There were strong associations between integrative neurological abnormalities and full scale, verbal, and performance IQ at 18 years of age in the VPT group. This is in agreement with the large body of literature that suggests that neurological dysfunction, even if mild, is associated with reduced academic performance. It suggests that neurological signs, possibly of relatively trivial importance in themselves, are potentially markers of a real cognitive disability. Olsen et al35
found that “minor neurodevelopmental dysfunction” in preterm children was associated with reduced neuropsychological performance. Sullivan and McGrath36
suggested that early motor delay contributes to later cognitive disability and refer to this as “hidden morbidity”. Several studies have found that neurological signs in LBW children are associated with reduced IQ and specific learning disabilities.37,38
We found a relatively high rate of neurological deviance in the term control group. However, estimates of rates of neurological signs in the normal adult population vary widely from 26%30
and rates of neurological abnormalities increase with age. In young people there is generally a higher rate of neurological signs, for example Kennard40
reported neurological signs in 60% of a group of 72 normal children. Buchanan and Heinrichs,14
using a very similar rating scale to that used here, found rates of abnormalities very similar to those in our study in a control group of 50 healthy adults.

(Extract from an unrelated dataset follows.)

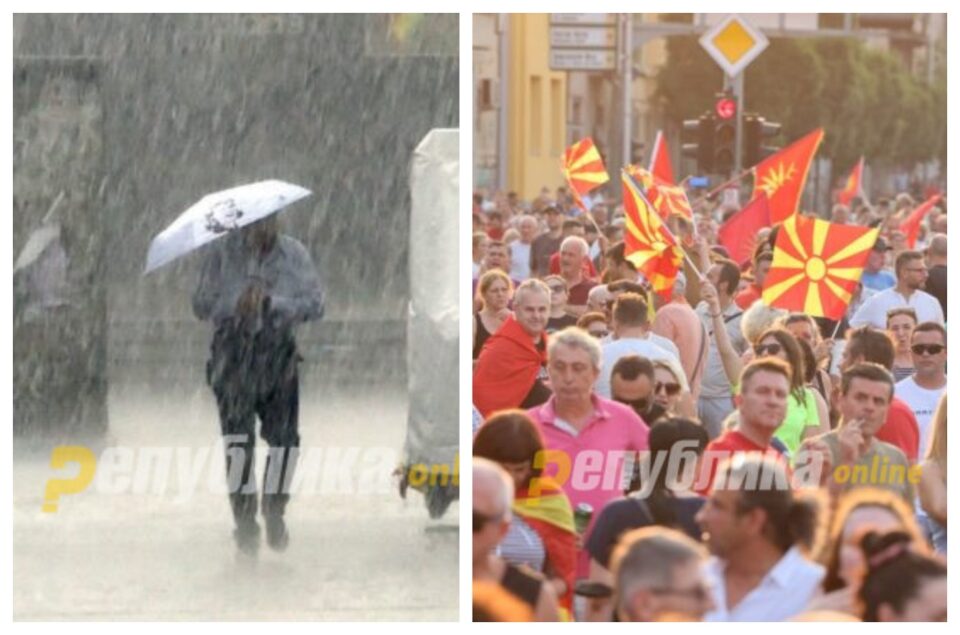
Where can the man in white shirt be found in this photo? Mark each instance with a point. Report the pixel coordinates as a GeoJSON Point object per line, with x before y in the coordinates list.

In comparing the frequencies of individual neurological signs between the groups (table 4), we have not made a statistical adjustment to compensate for multiple comparisons. It thus remains possible that some of these findings are due to chance, so caution should be used in their interpretation. For example, the difference between left and right sides for signs such as cranial nerve palsy and mirror movements may be indicative of chance effects. However, most individual signs are found to be more frequent in the VPT group, regardless of the level of statistical significance.

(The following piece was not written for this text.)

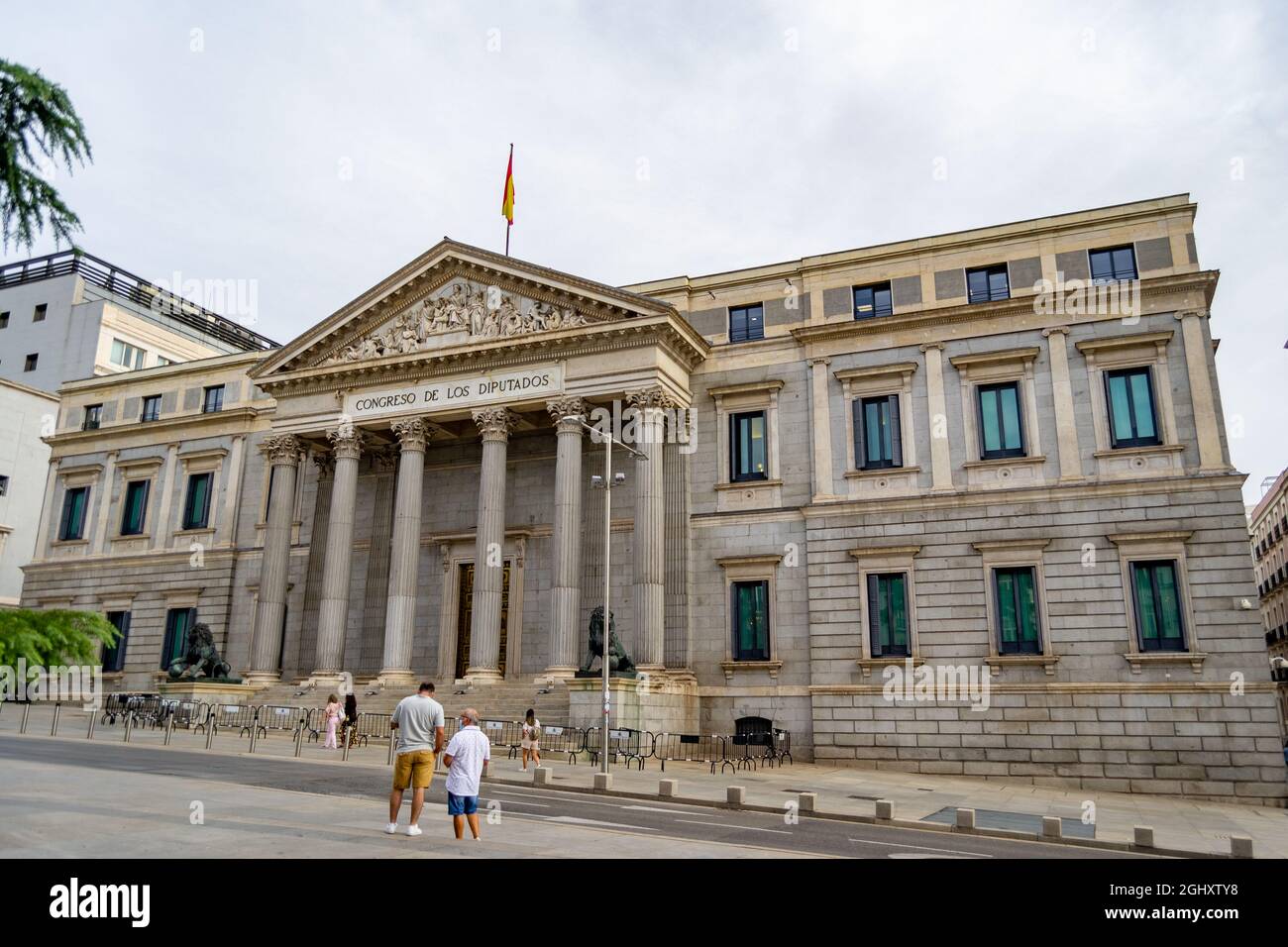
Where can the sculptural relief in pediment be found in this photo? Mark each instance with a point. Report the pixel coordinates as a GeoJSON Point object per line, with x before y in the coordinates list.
{"type": "Point", "coordinates": [458, 313]}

Another potential weakness of this study is the reliability of assessments of neurological signs.41
Inter‐rater reliability has been shown to be poor for rare signs, for example those occurring in less than 10% of subjects.13,14
Reliability has been shown in various studies to be lowest for sensory signs,42
and primitive reflexes (grasp, suck, snout).30
Summing the individual scores, as we have done here, improves their reliability.42
A further limitation of this study is the relatively low follow‐up rate of the VPT group (48%). This drop out rate is a problem common to many long term follow‐up studies12
and may limit the generalisability of our findings. Additionally, the VPT group was 7 months younger than the term group, and it is not clear how much this might have contributed to group differences. It is certainly known that structural brain changes continue into young adulthood and beyond, including progressive changes in relative amounts and distribution of grey and white matter43
and in the size of the corpus callosum.44
However, little is known about changes in neurological signs over this time.